Commanders and leaders
- Marquess of Wellington: Jean-de-Dieu Soult

Strength
- 89,000: 62,000

Casualties and losses
- 825–1,600 killed, wounded or missing: 990 killed or wounded 658 captured 17 cannons

= Battle of the Bidassoa =

1813 battle of the campaign in south-west France

The Battle of the Bidasoa (also known the Battle of Larrun) was fought on 7 October 1813. The Allied army of Arthur Wellesley, Marquess of Wellington wrested a foothold on French soil from General Jean-de-Dieu Soult's army. The Allied troops overran the French lines behind the Bidassoa River on the coast and along the Pyrenees crest between the Bidasoa and La Rhune (Larrun). The nearest towns to the fighting are Irun on the lower Bidassoa and Bera on the middle Bidasoa. The battle occurred during the Peninsular War, part of the wider Napoleonic Wars.

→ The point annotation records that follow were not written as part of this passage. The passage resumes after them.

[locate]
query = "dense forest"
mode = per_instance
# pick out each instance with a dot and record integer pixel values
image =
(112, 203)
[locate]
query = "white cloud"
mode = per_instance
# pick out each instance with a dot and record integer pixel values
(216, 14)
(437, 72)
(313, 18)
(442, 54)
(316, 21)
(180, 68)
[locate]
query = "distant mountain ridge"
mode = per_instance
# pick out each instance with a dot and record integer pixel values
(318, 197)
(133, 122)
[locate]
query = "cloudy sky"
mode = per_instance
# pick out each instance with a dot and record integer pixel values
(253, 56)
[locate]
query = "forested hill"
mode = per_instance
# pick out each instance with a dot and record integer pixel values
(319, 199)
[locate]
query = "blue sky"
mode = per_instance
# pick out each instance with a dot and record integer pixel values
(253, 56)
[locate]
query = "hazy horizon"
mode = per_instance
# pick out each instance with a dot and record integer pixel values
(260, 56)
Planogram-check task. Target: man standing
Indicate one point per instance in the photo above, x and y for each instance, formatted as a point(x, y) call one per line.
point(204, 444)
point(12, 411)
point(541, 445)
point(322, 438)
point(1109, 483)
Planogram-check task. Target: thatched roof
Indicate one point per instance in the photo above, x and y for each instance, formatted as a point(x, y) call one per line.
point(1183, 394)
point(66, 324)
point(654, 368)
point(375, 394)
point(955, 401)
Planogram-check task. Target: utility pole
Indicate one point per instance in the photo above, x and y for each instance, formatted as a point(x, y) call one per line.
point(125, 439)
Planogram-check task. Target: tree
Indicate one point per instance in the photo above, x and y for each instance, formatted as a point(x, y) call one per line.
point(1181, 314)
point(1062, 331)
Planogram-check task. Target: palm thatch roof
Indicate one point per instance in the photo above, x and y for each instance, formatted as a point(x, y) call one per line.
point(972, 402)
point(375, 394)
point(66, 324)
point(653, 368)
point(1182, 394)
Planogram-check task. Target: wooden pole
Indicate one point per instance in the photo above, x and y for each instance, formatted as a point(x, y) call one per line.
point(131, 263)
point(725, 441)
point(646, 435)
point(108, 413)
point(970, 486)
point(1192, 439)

Wellington aimed his main assault at the lower Bidasoa, while sending additional troops to attack Soult's centre. Believing his coastal sector secure, Soult held the right flank with a relatively weak force while concentrating most of his strength on his left flank in the mountains. However, the British general obtained local intelligence that indicated that water levels on the lower river were much lower than the French suspected. After careful planning, Wellington launched a surprise assault which easily overran the French left flank defences. In the centre, his army also won through the French defenses, though his Spanish allies were repulsed in one attack. At the beginning of the fighting, Soult realised that his left flank was in no danger, but it was too late to reinforce his positions on the right. Some French generals were shocked at how poorly their soldiers fought.

==Background==
===Operations===

In the Battle of San Marcial on 31 August and 1 September 1813, Jean-de-Dieu Soult's army was repelled in its final bid to advance into Spain. After a costly assault followed by a brutal sack of the city, the Allies also brought the siege of San Sebastián to a successful conclusion in early September. A French garrison held out in the Siege of Pamplona which would end in a surrender on October 31. The British commander also wanted to capture French positions that overlooked the Allied lines on the west side of the Bidassoa.

===Preparations===
Because the French troops had begun to plunder their fellow citizens, Emperor Napoleon's Minister of War, Henri Jacques Guillaume Clarke ordered Marshal Soult to defend a position as close to the frontier as possible. He had to hold a 48 km front in the Pyrenees mountains. The area was highly defensible, but lateral communications were poor.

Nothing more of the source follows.